Most worktops have to be templated and fabricated prior to fitting – your retailer, designer or architect will coordinate this for you. You can also buy from timber or stone yards. You may get a good deal from them but you’ll need to find a fitter at an additional cost.
If this is too daunting, choose a company that offers fabrication and fitting as part of the price. If you’re buying stone, remember that you get what you pay for, so avoid poor-quality grades.
Laminate worktops are the easiest to install and can be fitted by competent DIYer. Choose standard designs from DIY warehouses or stores such as Ikea. The latest laminates boast textured, tactile finishes. Choose slimline profiles for an on-trend look; you’ll find laminate worktops of just 16mm thick from manufacturers such as Nolte.

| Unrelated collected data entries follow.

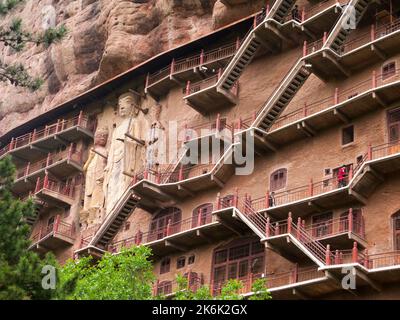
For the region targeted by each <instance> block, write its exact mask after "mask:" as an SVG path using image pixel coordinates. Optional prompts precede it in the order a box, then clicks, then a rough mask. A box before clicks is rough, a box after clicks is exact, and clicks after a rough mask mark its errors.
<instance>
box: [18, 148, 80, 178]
mask: <svg viewBox="0 0 400 320" xmlns="http://www.w3.org/2000/svg"><path fill="white" fill-rule="evenodd" d="M62 161H73V162H75V163H76V164H78V165H82V152H81V151H78V150H75V149H74V148H73V146H72V145H71V146H70V147H69V148H68V149H67V150H65V151H61V152H52V153H49V154H48V155H47V157H46V158H45V159H43V160H39V161H37V162H34V163H32V164H31V163H30V162H28V164H27V165H26V166H25V167H22V168H19V169H17V172H16V179H21V178H24V177H27V176H29V175H31V174H32V173H35V172H38V171H40V170H44V169H46V168H47V167H49V166H51V165H53V164H55V163H57V162H62Z"/></svg>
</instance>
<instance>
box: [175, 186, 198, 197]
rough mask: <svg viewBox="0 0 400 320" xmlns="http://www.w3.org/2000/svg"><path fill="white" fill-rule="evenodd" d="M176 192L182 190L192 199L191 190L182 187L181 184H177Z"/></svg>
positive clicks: (191, 191) (194, 194) (192, 193)
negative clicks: (176, 188) (190, 197)
mask: <svg viewBox="0 0 400 320" xmlns="http://www.w3.org/2000/svg"><path fill="white" fill-rule="evenodd" d="M178 190H183V191H185V192H186V193H187V194H188V195H189V196H191V197H194V196H195V194H194V192H193V191H192V190H190V189H189V188H187V187H185V186H183V185H182V184H178Z"/></svg>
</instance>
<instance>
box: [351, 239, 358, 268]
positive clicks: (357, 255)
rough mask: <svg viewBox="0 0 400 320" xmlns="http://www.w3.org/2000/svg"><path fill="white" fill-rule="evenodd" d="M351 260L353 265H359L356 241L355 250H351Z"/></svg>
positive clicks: (353, 244) (354, 244) (355, 241)
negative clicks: (355, 263)
mask: <svg viewBox="0 0 400 320" xmlns="http://www.w3.org/2000/svg"><path fill="white" fill-rule="evenodd" d="M351 260H352V262H353V263H357V261H358V248H357V242H356V241H354V243H353V249H352V250H351Z"/></svg>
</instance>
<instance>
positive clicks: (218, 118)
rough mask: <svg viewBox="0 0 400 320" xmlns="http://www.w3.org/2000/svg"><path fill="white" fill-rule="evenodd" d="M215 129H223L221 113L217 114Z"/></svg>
mask: <svg viewBox="0 0 400 320" xmlns="http://www.w3.org/2000/svg"><path fill="white" fill-rule="evenodd" d="M215 130H216V132H219V131H220V130H221V114H219V113H218V114H217V119H216V120H215Z"/></svg>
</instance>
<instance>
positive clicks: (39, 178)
mask: <svg viewBox="0 0 400 320" xmlns="http://www.w3.org/2000/svg"><path fill="white" fill-rule="evenodd" d="M39 190H40V178H39V177H38V178H37V179H36V187H35V193H37V192H39Z"/></svg>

1 Mix contrasting materials to define different areas. Stone worktops have a cool surface that’s perfect for pastry making, composites work well as wet areas or dining tables and stainless steel is ideal around a hob; soften its look with wood.

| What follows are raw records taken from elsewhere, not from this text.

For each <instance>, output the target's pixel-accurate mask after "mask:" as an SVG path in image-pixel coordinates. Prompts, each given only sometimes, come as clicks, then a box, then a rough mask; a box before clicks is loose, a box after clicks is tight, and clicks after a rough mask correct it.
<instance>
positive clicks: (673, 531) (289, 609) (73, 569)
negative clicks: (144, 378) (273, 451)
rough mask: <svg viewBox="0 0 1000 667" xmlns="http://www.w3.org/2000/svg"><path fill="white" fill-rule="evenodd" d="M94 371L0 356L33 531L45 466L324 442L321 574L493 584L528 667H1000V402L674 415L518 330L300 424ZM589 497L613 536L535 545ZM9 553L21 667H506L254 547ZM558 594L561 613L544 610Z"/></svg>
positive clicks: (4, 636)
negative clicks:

2 Consider overlay worktops for an easy update (available from companies such as Granite Transformations). They mimic the look of stone but are at least two-thirds lighter and can be installed on top of existing surfaces. Check out the worktops in this kitchen below:
3 Busy family spaces should be low maintenance. Steer clear of reflective materials and opt for smooth, non-porous surfaces (laminates, composites, or solid surfaces) that are quick to clean.